The other thing that I would point out is that the Tampa ammonia contract had been excessively elevated for the previous 3 months to the point that it was way over comparable Midwest ammonia pricing. This drop puts it right where it should be for summer pricing.”
“It turns out that the price drop, although it happened, actually had no reason to lead to panic. Seasonality is something that was not properly mentioned in the Bloomberg article and caused some mispricing in the market.
According to official data [Source: DTNPF], the prices of all types of fertilizers are significantly higher compared to 2021, and there are no sharp declines so far: …”
“As Russ Quinn, DTN Staff Reporter writes in the May 26, 2022, article, the average retail price for potash in the 3rd week of May 2022 was $878 per ton – double last year’s price and approaching the all-time high of $896 per ton reached in November 2008”
“I expect fertilizer prices to remain above their historical averages for a long time to come, if not rise even further. One reason for this was recently cited by Bank of America analysts as a possible ban on Chinese fertilizer exports.”

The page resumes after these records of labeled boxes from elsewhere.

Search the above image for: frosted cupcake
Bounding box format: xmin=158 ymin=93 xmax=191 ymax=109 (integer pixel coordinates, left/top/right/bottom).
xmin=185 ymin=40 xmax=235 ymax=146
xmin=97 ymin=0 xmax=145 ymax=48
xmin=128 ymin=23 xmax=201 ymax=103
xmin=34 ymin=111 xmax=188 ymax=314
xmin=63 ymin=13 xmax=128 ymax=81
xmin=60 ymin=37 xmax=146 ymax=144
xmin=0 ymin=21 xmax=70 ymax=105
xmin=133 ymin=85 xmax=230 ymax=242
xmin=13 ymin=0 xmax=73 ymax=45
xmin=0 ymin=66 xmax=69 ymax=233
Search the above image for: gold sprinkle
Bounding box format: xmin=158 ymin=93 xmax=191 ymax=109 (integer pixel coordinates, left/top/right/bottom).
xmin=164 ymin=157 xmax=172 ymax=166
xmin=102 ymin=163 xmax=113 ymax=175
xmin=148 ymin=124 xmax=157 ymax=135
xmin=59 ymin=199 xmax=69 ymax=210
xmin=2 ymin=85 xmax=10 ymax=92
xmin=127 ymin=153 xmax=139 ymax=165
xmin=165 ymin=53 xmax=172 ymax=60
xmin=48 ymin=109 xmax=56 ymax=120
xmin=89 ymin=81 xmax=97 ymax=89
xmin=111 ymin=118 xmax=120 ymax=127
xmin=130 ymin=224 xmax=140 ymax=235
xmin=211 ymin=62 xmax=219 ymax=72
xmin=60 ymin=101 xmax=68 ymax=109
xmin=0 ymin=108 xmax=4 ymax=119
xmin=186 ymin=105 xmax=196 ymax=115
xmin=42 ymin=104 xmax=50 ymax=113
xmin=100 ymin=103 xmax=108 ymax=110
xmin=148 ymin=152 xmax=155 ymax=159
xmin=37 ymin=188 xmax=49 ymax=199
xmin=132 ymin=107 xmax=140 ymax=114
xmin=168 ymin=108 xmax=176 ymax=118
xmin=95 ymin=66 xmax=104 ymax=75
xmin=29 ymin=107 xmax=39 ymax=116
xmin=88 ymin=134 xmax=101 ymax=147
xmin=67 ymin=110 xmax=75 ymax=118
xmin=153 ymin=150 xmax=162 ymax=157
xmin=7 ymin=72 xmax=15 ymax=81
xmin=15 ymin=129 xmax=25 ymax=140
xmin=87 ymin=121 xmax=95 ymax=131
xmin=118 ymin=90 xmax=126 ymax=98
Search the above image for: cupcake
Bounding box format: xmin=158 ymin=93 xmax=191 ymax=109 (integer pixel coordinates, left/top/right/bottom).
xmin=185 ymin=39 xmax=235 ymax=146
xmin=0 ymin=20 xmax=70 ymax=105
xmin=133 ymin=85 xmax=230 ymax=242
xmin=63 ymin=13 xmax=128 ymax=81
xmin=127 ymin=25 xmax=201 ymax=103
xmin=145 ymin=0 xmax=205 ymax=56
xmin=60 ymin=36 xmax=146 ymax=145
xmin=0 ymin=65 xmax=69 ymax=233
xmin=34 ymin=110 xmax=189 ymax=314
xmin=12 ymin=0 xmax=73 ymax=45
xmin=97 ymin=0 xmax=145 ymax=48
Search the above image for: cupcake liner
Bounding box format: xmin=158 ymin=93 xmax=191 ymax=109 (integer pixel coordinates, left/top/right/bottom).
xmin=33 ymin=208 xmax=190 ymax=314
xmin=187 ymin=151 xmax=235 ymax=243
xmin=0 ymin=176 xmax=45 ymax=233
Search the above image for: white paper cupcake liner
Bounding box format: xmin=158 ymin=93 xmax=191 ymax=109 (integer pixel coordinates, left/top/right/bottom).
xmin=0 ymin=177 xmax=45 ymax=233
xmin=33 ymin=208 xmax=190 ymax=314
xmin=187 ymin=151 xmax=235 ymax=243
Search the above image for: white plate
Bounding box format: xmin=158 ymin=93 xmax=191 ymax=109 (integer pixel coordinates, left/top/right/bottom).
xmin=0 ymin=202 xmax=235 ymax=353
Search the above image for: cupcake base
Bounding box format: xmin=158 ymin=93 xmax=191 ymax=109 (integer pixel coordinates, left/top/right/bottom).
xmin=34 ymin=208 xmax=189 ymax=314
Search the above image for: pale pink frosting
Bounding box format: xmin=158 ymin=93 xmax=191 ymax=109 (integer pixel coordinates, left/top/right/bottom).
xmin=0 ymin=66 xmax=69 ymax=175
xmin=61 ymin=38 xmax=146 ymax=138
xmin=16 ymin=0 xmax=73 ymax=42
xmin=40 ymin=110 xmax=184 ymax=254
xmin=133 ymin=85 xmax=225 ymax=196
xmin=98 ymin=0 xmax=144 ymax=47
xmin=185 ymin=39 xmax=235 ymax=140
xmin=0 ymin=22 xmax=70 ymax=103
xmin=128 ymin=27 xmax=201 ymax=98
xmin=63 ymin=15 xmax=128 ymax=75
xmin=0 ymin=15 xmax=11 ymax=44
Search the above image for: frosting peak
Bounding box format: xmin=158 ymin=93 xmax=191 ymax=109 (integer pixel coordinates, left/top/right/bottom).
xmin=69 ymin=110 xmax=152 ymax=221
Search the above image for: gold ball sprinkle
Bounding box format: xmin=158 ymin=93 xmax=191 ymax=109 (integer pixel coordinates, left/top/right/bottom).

“China is the largest producer of nitrogen fertilizer in the world, and the country retains most of its production for its needs, which are growing year by year – the amount of fertilizer consumed to the amount produced domestically (in %), although inexorably declining, is still over 90%, which is quite a lot.”

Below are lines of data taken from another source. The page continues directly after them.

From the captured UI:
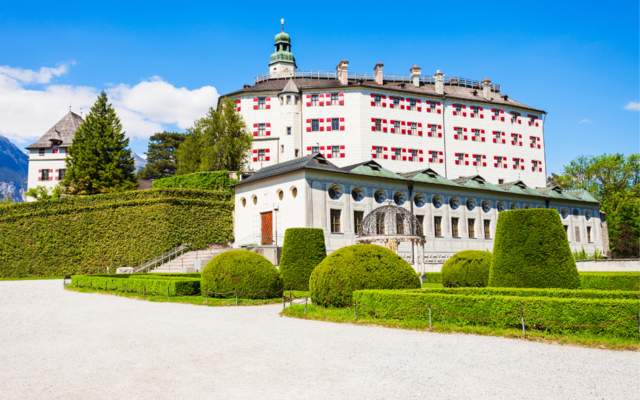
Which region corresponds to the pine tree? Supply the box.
[62,90,137,195]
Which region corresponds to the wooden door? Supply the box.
[260,211,273,244]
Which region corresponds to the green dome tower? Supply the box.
[269,18,297,78]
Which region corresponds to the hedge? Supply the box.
[280,228,327,290]
[441,250,493,287]
[202,250,283,299]
[580,272,640,292]
[71,275,200,296]
[0,189,233,278]
[153,171,238,194]
[353,289,640,338]
[489,209,581,289]
[309,244,420,307]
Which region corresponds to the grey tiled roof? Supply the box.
[26,111,83,149]
[222,78,545,113]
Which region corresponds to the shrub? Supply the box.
[201,250,283,299]
[0,189,233,278]
[280,228,327,290]
[580,272,640,292]
[442,250,492,287]
[309,244,420,307]
[489,209,581,289]
[353,288,640,338]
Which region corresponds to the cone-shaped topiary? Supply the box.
[280,228,327,290]
[200,250,283,299]
[441,250,493,287]
[489,209,581,289]
[309,244,420,307]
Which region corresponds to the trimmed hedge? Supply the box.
[353,288,640,338]
[280,228,327,290]
[202,250,283,299]
[153,171,238,194]
[0,189,233,278]
[71,275,200,296]
[441,250,493,287]
[309,244,420,307]
[580,272,640,292]
[489,209,581,289]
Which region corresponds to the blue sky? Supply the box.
[0,1,640,173]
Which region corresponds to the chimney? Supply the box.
[410,65,422,87]
[482,78,491,100]
[373,63,384,85]
[336,60,349,85]
[433,70,444,94]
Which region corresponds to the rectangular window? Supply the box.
[433,217,442,237]
[353,211,364,235]
[484,219,491,239]
[331,210,342,233]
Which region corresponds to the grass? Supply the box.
[283,304,640,351]
[65,285,309,307]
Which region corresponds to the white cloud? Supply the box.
[624,101,640,111]
[0,62,219,144]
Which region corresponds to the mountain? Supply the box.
[0,135,29,202]
[131,153,147,172]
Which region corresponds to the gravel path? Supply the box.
[0,280,640,400]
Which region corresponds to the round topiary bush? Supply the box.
[441,250,493,287]
[280,228,327,290]
[309,244,420,307]
[489,209,581,289]
[200,250,283,299]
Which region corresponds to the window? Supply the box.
[433,217,442,237]
[331,210,342,233]
[353,211,364,235]
[484,219,491,239]
[331,146,340,158]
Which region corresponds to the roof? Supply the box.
[26,111,83,149]
[222,78,545,113]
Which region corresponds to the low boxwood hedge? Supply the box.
[71,275,200,296]
[441,250,493,287]
[353,289,640,338]
[309,244,420,307]
[202,250,283,299]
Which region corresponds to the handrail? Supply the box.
[133,243,190,274]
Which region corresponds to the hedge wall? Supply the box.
[353,290,640,338]
[153,171,238,193]
[0,189,233,278]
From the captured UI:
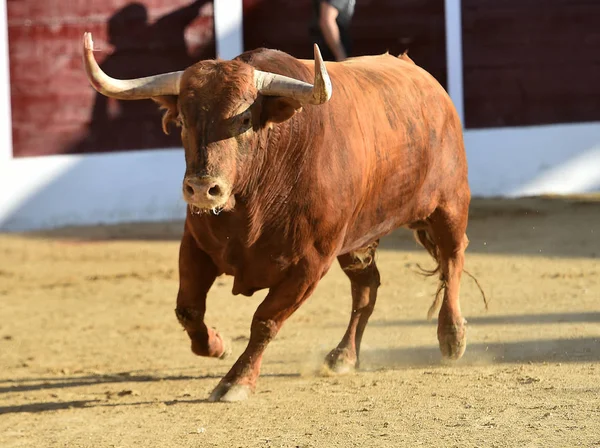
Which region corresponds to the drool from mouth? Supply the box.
[189,204,225,216]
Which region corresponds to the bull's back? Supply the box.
[312,55,467,250]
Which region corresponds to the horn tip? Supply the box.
[83,31,94,51]
[313,44,323,62]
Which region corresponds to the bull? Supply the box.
[83,33,478,401]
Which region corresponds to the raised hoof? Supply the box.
[325,348,358,375]
[219,337,232,359]
[438,321,467,361]
[191,329,231,359]
[208,383,252,403]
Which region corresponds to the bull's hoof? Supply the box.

So this time, against the backdrop of all the difficulties with logistics, new export restrictions seem an obvious move on the part of the Chinese Communist Party – world fertilizer prices, as we found out, have not fallen since mid-2021, and Chinese exporters, if not restricted, will try to sell their products at higher prices on international markets, jeopardizing the food security of their own country.

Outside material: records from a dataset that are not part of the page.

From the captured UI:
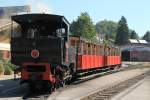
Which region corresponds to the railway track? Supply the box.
[81,71,150,100]
[23,65,147,100]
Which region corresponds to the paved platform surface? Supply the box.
[48,68,149,100]
[112,74,150,100]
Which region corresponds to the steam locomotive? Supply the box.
[11,14,121,91]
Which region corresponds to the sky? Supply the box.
[0,0,150,36]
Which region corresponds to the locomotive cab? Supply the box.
[11,14,75,89]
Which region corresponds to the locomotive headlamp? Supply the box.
[31,49,40,58]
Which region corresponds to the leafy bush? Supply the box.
[0,65,4,75]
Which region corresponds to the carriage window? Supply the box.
[11,22,21,38]
[88,44,91,55]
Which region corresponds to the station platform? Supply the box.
[111,74,150,100]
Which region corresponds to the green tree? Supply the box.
[70,12,96,39]
[95,20,118,39]
[143,31,150,41]
[115,16,129,45]
[130,31,139,39]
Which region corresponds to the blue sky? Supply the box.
[0,0,150,36]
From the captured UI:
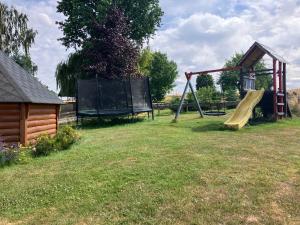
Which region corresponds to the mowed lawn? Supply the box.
[0,113,300,225]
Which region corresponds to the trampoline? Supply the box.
[76,77,154,119]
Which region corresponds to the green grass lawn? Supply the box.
[0,113,300,225]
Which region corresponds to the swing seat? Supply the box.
[203,111,226,116]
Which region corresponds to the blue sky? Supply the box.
[4,0,300,92]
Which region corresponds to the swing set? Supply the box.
[175,42,291,124]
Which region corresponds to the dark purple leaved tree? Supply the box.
[82,7,139,79]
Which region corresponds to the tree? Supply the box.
[82,7,139,78]
[57,0,163,48]
[218,53,272,92]
[148,52,178,102]
[196,74,215,90]
[0,3,37,75]
[56,7,139,96]
[138,47,153,76]
[12,52,38,76]
[55,52,84,97]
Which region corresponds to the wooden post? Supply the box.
[20,103,29,145]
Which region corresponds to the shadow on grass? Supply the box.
[77,117,145,129]
[192,121,230,132]
[249,117,276,126]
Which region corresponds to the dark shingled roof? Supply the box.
[238,42,287,68]
[0,51,63,104]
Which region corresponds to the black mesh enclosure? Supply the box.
[77,77,152,117]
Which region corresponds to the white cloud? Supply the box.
[151,0,300,90]
[5,0,68,90]
[1,0,300,93]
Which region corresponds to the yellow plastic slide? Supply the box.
[224,89,264,130]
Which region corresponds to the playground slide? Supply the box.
[224,89,264,130]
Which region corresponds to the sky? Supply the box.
[2,0,300,93]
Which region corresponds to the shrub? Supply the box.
[55,126,79,150]
[33,134,55,156]
[0,137,20,167]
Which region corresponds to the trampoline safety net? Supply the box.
[77,77,152,117]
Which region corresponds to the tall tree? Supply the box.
[82,6,139,78]
[218,53,272,92]
[147,52,178,102]
[56,7,139,96]
[0,3,37,75]
[138,47,153,76]
[196,74,215,90]
[55,52,84,97]
[0,3,37,56]
[57,0,163,48]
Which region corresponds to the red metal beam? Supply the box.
[185,66,242,76]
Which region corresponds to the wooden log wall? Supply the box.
[0,103,59,144]
[27,104,58,142]
[0,104,20,144]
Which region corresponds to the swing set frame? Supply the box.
[175,42,291,121]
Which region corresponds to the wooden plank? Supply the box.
[27,119,56,128]
[0,121,20,129]
[0,115,20,123]
[0,103,20,110]
[29,108,56,115]
[28,113,56,121]
[28,129,56,141]
[20,103,28,145]
[30,104,55,110]
[0,110,20,117]
[0,128,20,136]
[27,124,56,134]
[1,135,20,143]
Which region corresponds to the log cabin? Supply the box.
[0,51,63,145]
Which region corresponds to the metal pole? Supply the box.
[146,77,154,120]
[282,63,288,117]
[175,79,190,121]
[189,81,203,118]
[75,78,79,126]
[273,59,278,120]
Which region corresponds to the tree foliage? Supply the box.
[55,52,84,97]
[56,7,139,96]
[0,2,37,75]
[138,47,153,76]
[196,74,215,90]
[139,49,178,102]
[82,7,139,79]
[57,0,163,48]
[12,52,38,76]
[218,53,272,92]
[0,3,37,56]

This is just one of the possible scenarios that I can foresee – it has every chance of not occurring. The question then becomes – will future demand be sufficient to allow fertilizer producers to continue to generate excess cash flows?
I think the answer to this question is yes. First, countries that restrict their exports are also major global importers, so they are going to import fertilizers from those countries that have not imposed restrictions. The very fact that they have imposed export restrictions speaks to the high demand in their domestic market – the U.S. and Brazil look like obvious beneficiaries of the current situation.”
So says Danil Sereda.
June 7, 2022 .
Hmmm…well, I am bottom fishing fertilizer stocks on weakness this morning. Looks like higher energy prices and the demand destruction drumbeat have mispriced the market again. Thats my belief. We shall see.